The other vents I used were in the front of the loft at FLOOR LEVEL. These were the standard vents available at any home improvement store used for heating or cooling applications--steel vents with mire mesh backs. I had two 12" vents on either side of the doors at the front of the loft. In addition, I cut my door in half and adapted it as a Dutch styel door, meaning I could open the entire door or only the top half of the door. The top half of the door was fitted with a 1/2" hardware cloth screen for additional ventilation in warm weather or the occasional sunny Winter day. The lofts faced South.

The ventilation worked like this. Air in at the floor vents, moving towards the back of the loft, but then up through the screen and into the dead space above the dropped ceiling. From there it moved out the back of the loft. There was NEVER a direct draft on the nest boxes or the perches. Remember that warm air rises. This is how the ventilation system works. There was never any stangnant air, and, in hot weather, I could open the top half of the Dutch door to ramp up the air flow a bit. Sounds more complicated thAn it is. But . . . it is the system I saw in lofts of all sizes in Holland in the dead of Winter. 

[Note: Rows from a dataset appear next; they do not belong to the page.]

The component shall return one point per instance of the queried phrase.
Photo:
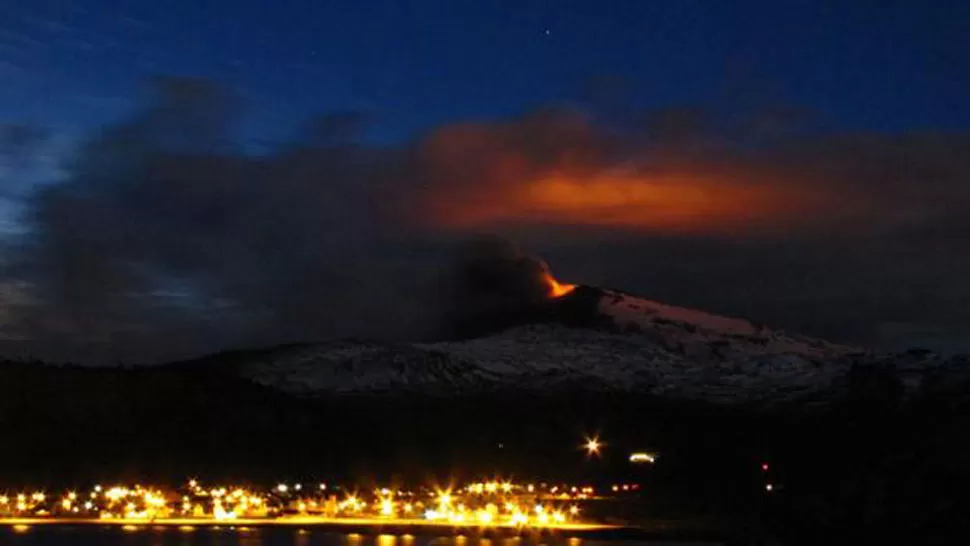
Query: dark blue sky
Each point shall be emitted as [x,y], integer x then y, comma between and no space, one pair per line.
[853,225]
[883,65]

Here’s an example of the ceiling vent system with the vent in the middle of the loft ceiling. My vents, as I have noted, were in the front 1/3rd of the loft ceiling.

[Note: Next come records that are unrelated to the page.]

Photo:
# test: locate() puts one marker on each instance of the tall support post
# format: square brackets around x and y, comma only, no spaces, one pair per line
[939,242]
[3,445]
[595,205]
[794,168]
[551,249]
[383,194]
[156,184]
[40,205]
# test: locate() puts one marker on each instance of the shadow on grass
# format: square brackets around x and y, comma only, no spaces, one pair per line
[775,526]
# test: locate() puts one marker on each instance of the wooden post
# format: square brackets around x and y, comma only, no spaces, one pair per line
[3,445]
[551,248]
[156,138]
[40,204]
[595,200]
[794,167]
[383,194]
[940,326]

http://www.siegelpigeons.com/news/news-Norman-Ventilation.html

And in the 6th photo down is an example of the vents in the front of the loft, but NOT with sliding panels in the ceiling.

http://www.b-hermes.de/en/?Pictures:G&amp;S_Verkerk

Just remember to use what works in your loft. Have you EVER tested your ventilation? Use some incense sticks or cones and TEST it to make sure it is working like you THINK it is working. Don’t guess. Good luck in finding the solution. Your birds depend on it to race well.


----------